After the legalization was implemented, however, the reality was that retail stores soon lacked supplies. Some analysts said that the supply bottleneck could linger until the end of 2019 or even longer.
Perhaps one of the biggest hiccups faced by the legalization of recreational marijuana is Ontario’s decision to limit the issuance of licenses for retail stores. The province decided to hold a cannabis lottery draw where only 25 applicants will be granted licenses to operate physical locations. The move entirely limits the potential of Canada’s largest cannabis market.
The winners were announced in January and 25 licenses were distributed in Toronto, Greater Toronto, Western Ontario, Eastern Ontario, and Northern Ontario.
Now, as these 25 winners are expected to open by April 1, companies backed by Canada’s largest cannabis producers are also scrambling to enter into agreements with them. Essentially the companies are aiming to help these winners, who are mostly individuals, to manage and operate the businesses. Such agreements are allowed by the province as long as the lottery winners have the majority ownership of the stores.
To demonstrate what has been happening, take Aurora-backed, Choom Holdings Inc. as an example. Aurora Cannabis secured the rights to acquire up to 40 percent stake in Choom — an emerging adult-use cannabis company — as early as November 2018.
“Through this strategic investment, Aurora further diversifies its retail strategy, with additional retail opportunities across Western Canada, and future potential opportunities in the Ontario market,” Terry Booth, CEO of Aurora, said during the announcement of its acquisition.
That opportunity in the Ontario market started to materialize on Feb. 13, when Choom announced that it has entered into a letter of intent agreement with one of the 25 winners of the cannabis retail lottery. The name of the winner has yet to be disclosed as of press time.
Choom has always recognized Ontario as a significant market for recreational cannabis. It has, in fact, finalized members of its Ontario retail team as early as December 2018.
“The private retail market in Ontario provides the greatest opportunity across Canada for cannabis retailers. This channel in Ontario is poised to be larger than all the other private cannabis retail channels in Canada combined,” Chris Bogart, President & CEO, said at the time.
Choom, whose market strategy is highly focused on developing retail opportunities in the country, has already secured the rights to 54 retail locations across Western Canada. A total of 46 applications were also submitted in the region. Out of 46, 10 stores are currently under construction and 17 more are already at their build-out stages.
Recreational cannabis was illegal in Canada for decades. The idea of buying it casually is somewhat a novel experience for many. Nevertheless, when asked what they expect of future cannabis retailers, consumers actually want things they normally observe in any other mainstream shop.

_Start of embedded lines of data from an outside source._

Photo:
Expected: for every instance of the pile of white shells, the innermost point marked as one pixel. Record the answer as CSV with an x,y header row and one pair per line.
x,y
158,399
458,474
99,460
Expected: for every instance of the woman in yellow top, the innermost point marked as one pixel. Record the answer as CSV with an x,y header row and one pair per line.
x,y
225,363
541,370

According to Deloitte, 71 percent of those already consuming cannabis considered product knowledge as a must-have among retailer staff. Sixty-nine percent of those who have not consumed weed before but will consume after legalization also believe product knowledge is a must-have.

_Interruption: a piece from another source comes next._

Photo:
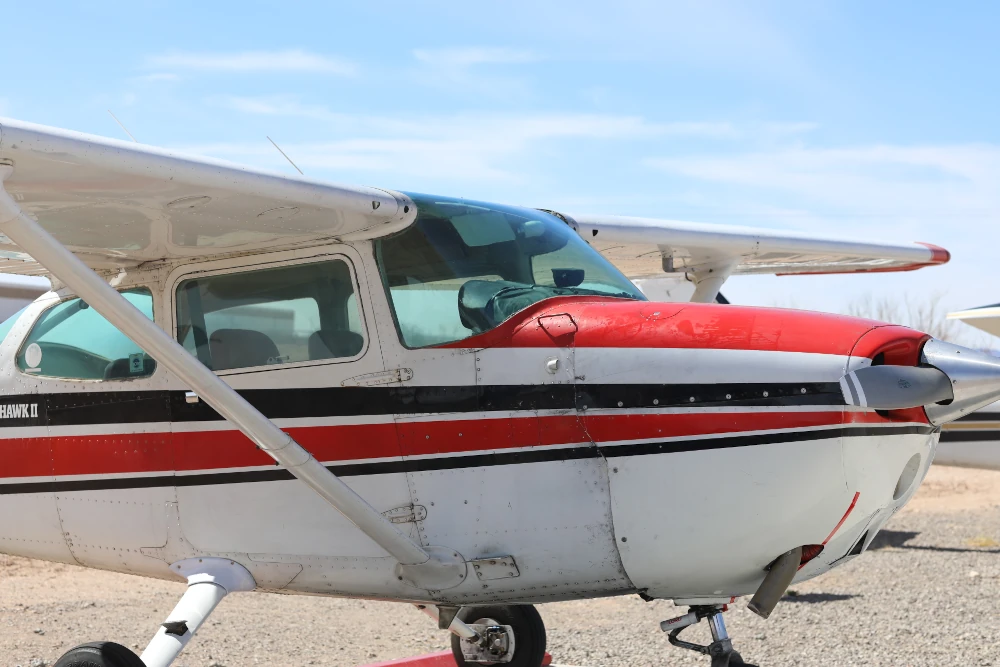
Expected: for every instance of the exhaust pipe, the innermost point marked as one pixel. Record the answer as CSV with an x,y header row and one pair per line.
x,y
779,576
950,382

Other requirements consumers want from physical retail locations are properly indicated prices and prominently arranged products. Seventy percent of existing cannabis consumers and 69 percent of future cannabis buyers said this is a mandatory feature that they want to see in retail locations.
But perhaps the most striking expectation from the majority of existing and likely cannabis consumers is that they wanted stores with a welcoming ambiance, easy navigation, and convenient store hours. Many of them would also want cannabis retail stores to be located in a safe district, which at the same time is far from schools and other places frequented by children.
The legalization of recreational cannabis may still be facing issues at present. But if the ultimate aim is to normalize buying leisure pot products, then the country is definitely on the right track.
Just observe how major players are shaping the industry at present — their decision to explore retail opportunities across provinces and focus on strengthening their retail arms are a strong indication of what’s yet to come. Aurora’s notable investment in Choom is just one among the many examples of this.
Moreover, cannabis retail is emerging to become comparable to Canada’s traditional retail industry which from 2014 to 2018 had generated sales of about $498 billion. That’s a bright future indeed.